On Monday The Weekly Standard posted an article about religious freedom at Tufts University in Medford, Massachusetts.

The article reports:

Tufts University in Medford, Massachusetts has banned a Christian group from campus because the group requires student leaders to adhere to “basic biblical truths of Christianity.” The decision to ban the group, called the Tufts Christian Fellowship, was made by officials from the university’s student government, specifically the Tufts Community Union Judiciary.

The ban means the group “will lose the right to use the Tufts name in its title or at any activities, schedule events or reserve university space through the Office for Campus Life,” according to the Tufts Daily. Additionally, Tufts Christian Fellowship will be unable to receive money from a pool that students are required to pay into and that is specifically set aside for student groups.

This is nothing new.  On March 30, I posted an article about a similar problem at Vanderbilt University (rightwinggranny.com). I reported what had happened at Vanderbilt:

Vandy Catholic — a student group with some 500 members — has decided it cannot agree to the policy and will be leaving campus in the fall.

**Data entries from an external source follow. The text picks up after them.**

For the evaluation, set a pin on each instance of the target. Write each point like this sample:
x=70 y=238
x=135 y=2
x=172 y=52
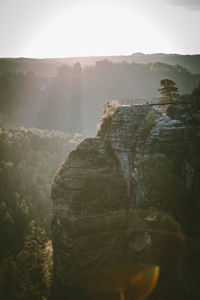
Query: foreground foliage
x=29 y=159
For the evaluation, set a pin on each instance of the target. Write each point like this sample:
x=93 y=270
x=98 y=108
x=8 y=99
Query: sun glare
x=97 y=30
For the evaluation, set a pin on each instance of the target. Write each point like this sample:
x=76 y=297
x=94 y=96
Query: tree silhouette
x=168 y=91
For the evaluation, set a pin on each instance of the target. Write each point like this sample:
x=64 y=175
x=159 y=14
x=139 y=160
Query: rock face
x=130 y=197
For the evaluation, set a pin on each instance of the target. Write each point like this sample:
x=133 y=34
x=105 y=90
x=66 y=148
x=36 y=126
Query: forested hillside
x=28 y=162
x=72 y=99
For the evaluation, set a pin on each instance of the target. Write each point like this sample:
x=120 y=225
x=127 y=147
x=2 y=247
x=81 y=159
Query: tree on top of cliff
x=168 y=91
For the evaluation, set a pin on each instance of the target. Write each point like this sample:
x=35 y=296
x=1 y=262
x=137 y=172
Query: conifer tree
x=168 y=91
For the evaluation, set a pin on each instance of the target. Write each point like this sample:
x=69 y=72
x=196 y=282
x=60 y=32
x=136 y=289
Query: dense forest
x=44 y=109
x=72 y=99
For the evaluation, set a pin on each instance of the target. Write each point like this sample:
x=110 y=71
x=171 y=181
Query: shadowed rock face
x=124 y=198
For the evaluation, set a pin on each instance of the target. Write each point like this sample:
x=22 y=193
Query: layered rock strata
x=124 y=198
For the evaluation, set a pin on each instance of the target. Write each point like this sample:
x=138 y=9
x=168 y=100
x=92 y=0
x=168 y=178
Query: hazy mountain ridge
x=47 y=67
x=72 y=99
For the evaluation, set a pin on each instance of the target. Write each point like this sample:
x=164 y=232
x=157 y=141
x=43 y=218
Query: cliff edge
x=127 y=201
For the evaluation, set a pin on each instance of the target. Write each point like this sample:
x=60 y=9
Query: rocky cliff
x=126 y=202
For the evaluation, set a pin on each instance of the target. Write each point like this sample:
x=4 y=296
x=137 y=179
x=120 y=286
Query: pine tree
x=31 y=264
x=168 y=91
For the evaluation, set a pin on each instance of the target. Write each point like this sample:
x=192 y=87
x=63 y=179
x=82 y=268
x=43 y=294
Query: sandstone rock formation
x=129 y=199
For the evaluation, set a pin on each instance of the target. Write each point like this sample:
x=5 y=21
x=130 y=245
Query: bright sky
x=64 y=28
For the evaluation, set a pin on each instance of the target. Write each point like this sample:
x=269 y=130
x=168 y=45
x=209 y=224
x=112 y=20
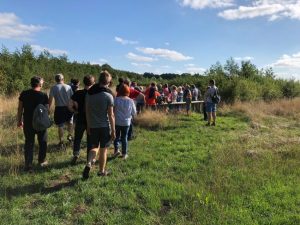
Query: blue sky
x=159 y=35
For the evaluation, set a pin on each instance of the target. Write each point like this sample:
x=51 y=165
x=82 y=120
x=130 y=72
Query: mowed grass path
x=184 y=173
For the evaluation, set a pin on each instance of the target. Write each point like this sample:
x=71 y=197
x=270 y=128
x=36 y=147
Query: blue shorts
x=62 y=115
x=100 y=136
x=210 y=107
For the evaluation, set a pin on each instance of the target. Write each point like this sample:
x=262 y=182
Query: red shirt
x=133 y=93
x=151 y=101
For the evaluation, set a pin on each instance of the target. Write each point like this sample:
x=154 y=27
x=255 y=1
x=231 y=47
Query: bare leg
x=70 y=129
x=209 y=116
x=214 y=116
x=60 y=134
x=102 y=159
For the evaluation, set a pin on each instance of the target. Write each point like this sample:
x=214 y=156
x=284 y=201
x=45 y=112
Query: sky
x=159 y=36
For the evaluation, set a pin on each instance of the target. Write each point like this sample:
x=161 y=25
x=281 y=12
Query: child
x=188 y=101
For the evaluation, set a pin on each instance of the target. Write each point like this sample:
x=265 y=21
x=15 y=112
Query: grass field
x=246 y=170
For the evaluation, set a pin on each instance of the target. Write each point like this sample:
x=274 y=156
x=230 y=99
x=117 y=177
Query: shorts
x=100 y=136
x=210 y=107
x=62 y=115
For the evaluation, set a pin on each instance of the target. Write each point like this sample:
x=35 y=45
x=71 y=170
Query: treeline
x=243 y=82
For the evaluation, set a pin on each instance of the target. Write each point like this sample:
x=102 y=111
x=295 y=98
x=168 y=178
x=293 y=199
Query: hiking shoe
x=86 y=171
x=116 y=154
x=104 y=174
x=44 y=164
x=74 y=160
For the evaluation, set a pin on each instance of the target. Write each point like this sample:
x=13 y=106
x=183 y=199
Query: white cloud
x=125 y=42
x=38 y=48
x=287 y=66
x=194 y=70
x=165 y=53
x=288 y=61
x=246 y=58
x=189 y=65
x=139 y=58
x=141 y=64
x=201 y=4
x=273 y=9
x=12 y=28
x=99 y=62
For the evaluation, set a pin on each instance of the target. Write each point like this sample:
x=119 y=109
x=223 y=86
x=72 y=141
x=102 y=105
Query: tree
x=231 y=67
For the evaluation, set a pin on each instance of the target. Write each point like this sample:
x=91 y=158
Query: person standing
x=77 y=105
x=124 y=111
x=61 y=93
x=211 y=107
x=28 y=101
x=100 y=122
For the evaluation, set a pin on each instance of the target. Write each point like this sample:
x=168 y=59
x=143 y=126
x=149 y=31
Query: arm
x=73 y=106
x=19 y=114
x=87 y=115
x=111 y=117
x=50 y=102
x=141 y=96
x=133 y=113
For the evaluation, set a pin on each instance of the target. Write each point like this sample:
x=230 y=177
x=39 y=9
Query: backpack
x=40 y=119
x=216 y=98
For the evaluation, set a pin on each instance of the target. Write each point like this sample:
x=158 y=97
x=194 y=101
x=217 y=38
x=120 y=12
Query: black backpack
x=216 y=98
x=40 y=119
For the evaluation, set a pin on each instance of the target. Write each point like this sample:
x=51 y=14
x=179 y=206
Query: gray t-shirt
x=209 y=93
x=62 y=94
x=97 y=106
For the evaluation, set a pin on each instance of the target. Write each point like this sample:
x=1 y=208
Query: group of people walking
x=106 y=117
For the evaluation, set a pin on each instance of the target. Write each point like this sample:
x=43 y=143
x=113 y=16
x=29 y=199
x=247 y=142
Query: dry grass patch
x=259 y=110
x=152 y=119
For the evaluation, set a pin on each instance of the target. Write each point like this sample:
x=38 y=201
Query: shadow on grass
x=30 y=189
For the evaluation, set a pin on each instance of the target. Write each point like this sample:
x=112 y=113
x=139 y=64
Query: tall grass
x=152 y=119
x=261 y=109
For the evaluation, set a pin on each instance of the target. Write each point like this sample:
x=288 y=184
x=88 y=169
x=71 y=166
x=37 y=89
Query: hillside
x=246 y=170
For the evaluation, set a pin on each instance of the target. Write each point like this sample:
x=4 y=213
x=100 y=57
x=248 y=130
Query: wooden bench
x=196 y=106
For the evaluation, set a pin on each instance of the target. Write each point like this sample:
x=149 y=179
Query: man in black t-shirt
x=77 y=105
x=28 y=101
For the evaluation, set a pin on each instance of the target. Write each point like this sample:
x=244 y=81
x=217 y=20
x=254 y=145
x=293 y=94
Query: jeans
x=79 y=130
x=29 y=134
x=121 y=136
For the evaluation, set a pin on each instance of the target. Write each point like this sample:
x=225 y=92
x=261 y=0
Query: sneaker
x=116 y=154
x=74 y=160
x=70 y=138
x=86 y=171
x=44 y=164
x=104 y=174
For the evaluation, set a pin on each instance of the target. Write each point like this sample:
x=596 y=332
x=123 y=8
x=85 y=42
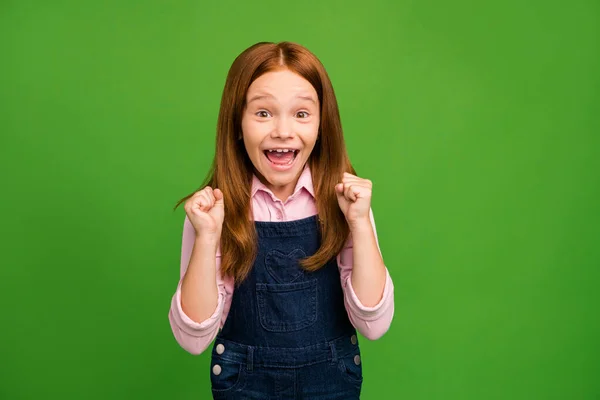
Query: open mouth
x=281 y=157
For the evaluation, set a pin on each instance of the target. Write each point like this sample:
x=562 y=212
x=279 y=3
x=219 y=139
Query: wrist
x=360 y=225
x=209 y=241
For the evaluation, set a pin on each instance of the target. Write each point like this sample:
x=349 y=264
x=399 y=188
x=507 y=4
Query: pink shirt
x=194 y=337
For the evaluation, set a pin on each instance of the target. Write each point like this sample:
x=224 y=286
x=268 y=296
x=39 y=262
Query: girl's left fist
x=354 y=198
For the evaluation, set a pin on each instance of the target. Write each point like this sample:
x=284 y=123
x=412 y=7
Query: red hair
x=232 y=170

PJ Jedlovec, the president of Vandy Catholic, says it was a difficult decision, one made after much prayer and discussion. 

“We are first and foremost a Catholic organization,” says Jedlovec. “We do, in fact, have qualifications – faith-based qualifications for leadership. We require that our leaders be practicing Catholics. And the university’s nondiscrimination policy — they have made it clear that there is no room in it for an organization that has these faith-based qualifications.”

The whole purpose of a group on campus is to allow students with similar interests and ideas to get together to discuss and explore those interests and ideas. It seems to me that every group meeting on campus probably has leadership that represents the interests and ideas of the group. This is clearly a violation of the First Amendment rights of these students.